Abwarten auf britisches Parlament
In den wichtigsten Bereichen gebe es jetzt Klarheit, die größte Hürde stehe mit der Abstimmung im britischen Parlament aber noch bevor, erklärte der Vizepräsident der sozialdemokratischen Fraktion im EU-Parlament Weidenholzer. Mays Deal bleib jedoch noch viele Antworten schuldig. "Ein harter Brexit würde besonders die britischen Beschäftigten hart treffen, sie sind die Leidtragenden der verlogenen Brexit-Kampagne und der zerrütteten konservativen Partei. Sie haben sich einen tragfähigen Kompromiss verdient." Es brauche aber fixe Zusagen statt bloßer Absichtserklärungen, so Weidenholzer.

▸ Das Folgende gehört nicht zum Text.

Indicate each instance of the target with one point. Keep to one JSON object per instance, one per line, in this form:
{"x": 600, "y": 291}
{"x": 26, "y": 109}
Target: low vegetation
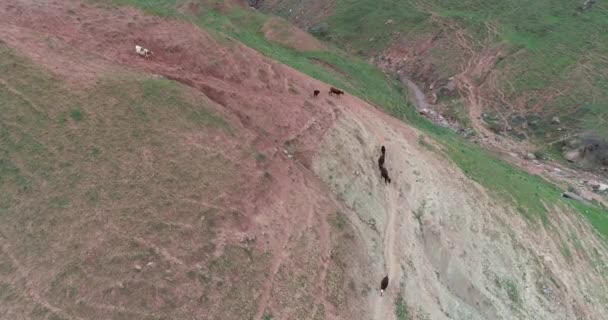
{"x": 530, "y": 193}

"Die ersten Rücktritte in der britischen Regierung zeigen bereits, dass eine Zustimmung im Parlament alles andere als sicher ist", betonte die Neos-Europaabgeordnete Mlinar. Sofern das britische Parlament zustimme, sehe sie auch im EU-Parlament selbst eine Mehrheit für die Vereinbarung. "Die Nordirland-Frage ist meiner Meinung nach mit der Übergangsphase und dem Verbleib in der Zollunion gut geregelt", sagte sie. Bei den Bürgerrechten werde noch auf Zeit gespielt, "hier fehlt mir noch die definitive Aussage bzw. gültige Vereinbarung", so Mlinar.

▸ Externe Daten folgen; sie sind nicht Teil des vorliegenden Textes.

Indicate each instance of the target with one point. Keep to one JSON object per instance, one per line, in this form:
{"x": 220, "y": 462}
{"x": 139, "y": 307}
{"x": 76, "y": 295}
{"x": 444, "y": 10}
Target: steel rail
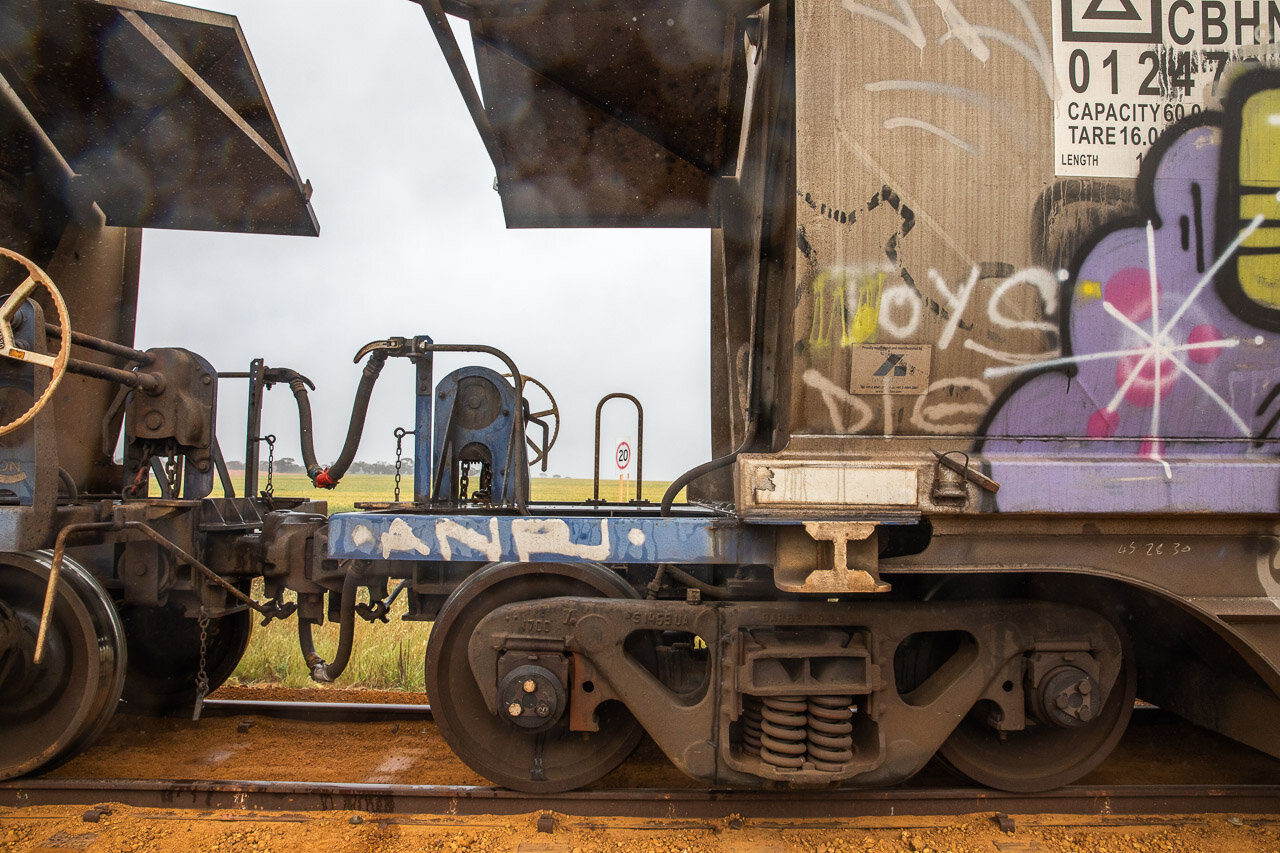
{"x": 650, "y": 803}
{"x": 318, "y": 711}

Österreichs Brexit-Delegierter zuversichtlich
Der österreichische Brexit-Delegierte Gregor Schusterschitz zeigt sich trotz der jüngsten Regierungskrise in London wegen des Brexit-Vertragsentwurfs zuversichtlich. "Wir vertrauen drauf, dass Theresa May das gelingen wird, genug Unterstützung für diesen Deal zu kreieren", sagte Schusterschitz Donnerstagmittag dem Ö1-Mittagsjournal mit Blick auf die britische Premierministerin.
"Es war klar, dass das nie ein leichter Prozess in London sein wird, es ist eine extrem wichtige Entscheidung für London, die größte Außenpolitische Entscheidung der letzten 70 Jahre", hob Schusterschitz hervor, und fügte hinzu: "Wer geglaubt hat, dass das einfach gehen würde, war naiv."

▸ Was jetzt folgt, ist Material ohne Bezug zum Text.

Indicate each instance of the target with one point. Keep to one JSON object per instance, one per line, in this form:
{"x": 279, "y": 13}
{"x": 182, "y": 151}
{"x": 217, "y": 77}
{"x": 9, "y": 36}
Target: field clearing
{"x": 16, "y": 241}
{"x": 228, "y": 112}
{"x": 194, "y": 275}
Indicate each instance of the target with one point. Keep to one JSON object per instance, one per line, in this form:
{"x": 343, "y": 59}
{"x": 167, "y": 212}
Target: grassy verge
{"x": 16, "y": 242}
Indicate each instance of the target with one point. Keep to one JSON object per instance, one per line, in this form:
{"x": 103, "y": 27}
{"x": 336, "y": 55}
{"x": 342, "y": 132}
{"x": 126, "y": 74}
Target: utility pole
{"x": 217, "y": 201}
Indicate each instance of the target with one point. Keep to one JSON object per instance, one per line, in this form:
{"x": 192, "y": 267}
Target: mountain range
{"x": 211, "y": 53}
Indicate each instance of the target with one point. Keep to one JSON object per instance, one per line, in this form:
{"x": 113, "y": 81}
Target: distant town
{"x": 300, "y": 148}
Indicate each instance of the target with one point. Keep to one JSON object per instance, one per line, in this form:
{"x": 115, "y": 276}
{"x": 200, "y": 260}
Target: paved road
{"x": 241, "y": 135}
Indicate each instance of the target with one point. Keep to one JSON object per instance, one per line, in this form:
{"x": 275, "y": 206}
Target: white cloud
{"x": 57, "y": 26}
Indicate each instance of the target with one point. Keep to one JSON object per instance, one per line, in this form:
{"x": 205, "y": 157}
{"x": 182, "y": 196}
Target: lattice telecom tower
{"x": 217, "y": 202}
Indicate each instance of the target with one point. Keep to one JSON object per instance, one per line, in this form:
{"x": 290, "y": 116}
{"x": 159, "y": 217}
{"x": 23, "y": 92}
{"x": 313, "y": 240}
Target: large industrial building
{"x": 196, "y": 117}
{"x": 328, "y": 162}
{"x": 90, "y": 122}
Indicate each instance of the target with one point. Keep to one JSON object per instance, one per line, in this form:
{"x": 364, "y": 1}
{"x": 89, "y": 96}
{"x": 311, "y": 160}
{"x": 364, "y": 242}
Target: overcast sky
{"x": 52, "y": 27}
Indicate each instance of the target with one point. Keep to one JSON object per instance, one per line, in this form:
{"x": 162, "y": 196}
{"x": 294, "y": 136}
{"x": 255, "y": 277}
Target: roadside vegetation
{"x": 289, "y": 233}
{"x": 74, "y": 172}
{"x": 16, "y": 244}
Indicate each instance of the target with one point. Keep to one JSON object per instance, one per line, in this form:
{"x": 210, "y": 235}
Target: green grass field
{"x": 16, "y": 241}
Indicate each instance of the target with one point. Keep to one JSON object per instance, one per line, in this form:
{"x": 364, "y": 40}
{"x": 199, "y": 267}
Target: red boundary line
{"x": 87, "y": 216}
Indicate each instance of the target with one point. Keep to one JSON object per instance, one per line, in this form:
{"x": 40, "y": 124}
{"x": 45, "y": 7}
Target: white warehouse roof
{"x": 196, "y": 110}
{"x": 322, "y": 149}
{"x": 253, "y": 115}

Am Donnerstagmittag nahm der österreichische Diplomat an einer Sitzung für den "Notfall" - falls Großbritannien ohne Abkommen im Frühjahr aus der EU tritt - teil. Am Abend beratet der österreichische Diplomat mit seinen 26 anderen EU-Kollegen über den am Mittwoch veröffentlichten 585 Seiten umfassenden Entwurf.